“Alexandre Pires se diz 'chocado' com acusação de racismo em clipe
O cantor Alexandre Pires disse que se sente ‘profundamente chocado’ com a suspeita de discriminação racial no clipe de divulgação da música ‘Kong’, onde homens negros aparecem vestidos de gorilas. O clipe tem a participação do funkeiro Mr. Catra e do jogador de futebol Neymar (…)
Pires prestou esclarecimentos na Procuradoria-Geral da República em Uberlândia (MG) na última quinta-feira (3), que apura a suspeita de discriminação racial. A investigação está sendo feita naquela cidade porque é onde mora o cantor.

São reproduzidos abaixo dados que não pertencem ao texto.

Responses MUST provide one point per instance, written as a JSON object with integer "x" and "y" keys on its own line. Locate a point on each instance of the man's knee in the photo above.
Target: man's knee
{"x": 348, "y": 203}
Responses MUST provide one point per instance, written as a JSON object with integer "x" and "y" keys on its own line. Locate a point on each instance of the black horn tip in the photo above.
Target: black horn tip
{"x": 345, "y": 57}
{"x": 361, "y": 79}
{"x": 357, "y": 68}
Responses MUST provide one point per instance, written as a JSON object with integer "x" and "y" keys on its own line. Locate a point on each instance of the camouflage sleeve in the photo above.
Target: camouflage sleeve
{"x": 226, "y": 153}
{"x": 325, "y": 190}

O procedimento foi instaurado após denúncia [sic] encaminhada pela Ouvidoria Nacional da Igualdade Racial, vinculada à Presidência da República.
Para Pires, não se deve ‘tratar toda e qualquer brincadeira com macacos e gorilas como uma referência a ser apagada da nossa memória’”.
Esse é o vídeo:
Segundo a Lei 12.288/10, discriminação racial ou étnico-racial é “toda distinção, exclusão, restrição ou preferência baseada em raça, cor, descendência ou origem nacional ou étnica que tenha por objeto anular ou restringir o reconhecimento, gozo ou exercício, em igualdade de condições, de direitos humanos e liberdades fundamentais nos campos político, econômico, social, cultural ou em qualquer outro campo da vida pública ou privada”.
E para a Lei 7.716/89, é crime “praticar, induzir ou incitar a discriminação ou preconceito de raça, cor, etnia, religião ou procedência nacional”.
O problema dessas duas leis aplicadas à matéria acima é saber se o vídeo induziu ou incitou as pessoas a restringirem qualquer direito dos negros.
Quando um magistrado julga um caso como esse ele não está julgando se o vídeo é de bom gosto, ou se ele é inteligente, ou mesmo se ele pode ser considerado arte ou música. Nada disso interessa à Justiça. Se não gostamos da música ou do artista ou da mensagem, a punição é dada pelo consumidor, e não pela Justiça.
O que o magistrado está julgando é se, olhado friamente, o vídeo induz ou instiga quem assiste a violar os direitos alguém por conta de sua raça, cor, descendência ou origem nacional ou étnica. Se não instigar ou incitar, não há crime, por mais que não gostemos do vídeo.
Além disso, a incitação ou instigação precisa ser direta. Não dá para alegar que um vídeo sobre campos de concentração nazistas instigam discriminação contra os alemães, ou que um filme no qual os soviéticos aparecem como vilões instiga discriminação contra russos. Mas se esses mesmo vídeos aparecerem com mensagens na linha do ‘alemães não têm direitos’, aí sim, teremos uma discriminação étnico-racial.
O fato de o Ministério Público ter aberto inquérito significa apenas que ele está investigando o caso. Investigar não é iniciar processo, é apenas procurar indícios e provas e ouvir testemunhas, vítimas e suspeitos para saber se, aí sim, há base suficiente para propor um processo. E mesmo que o processo seja proposto, há ainda dois outros obstáculos antes de podermos dizer que fulano praticou discriminação racial: o magistrado precisa aceitar a denúncia apresentada pelo Ministério Público e, ao fim do processo, chegar à conclusão de que o suspeito é de fato culpado. Até lá, não se pode dizer que houve discriminação.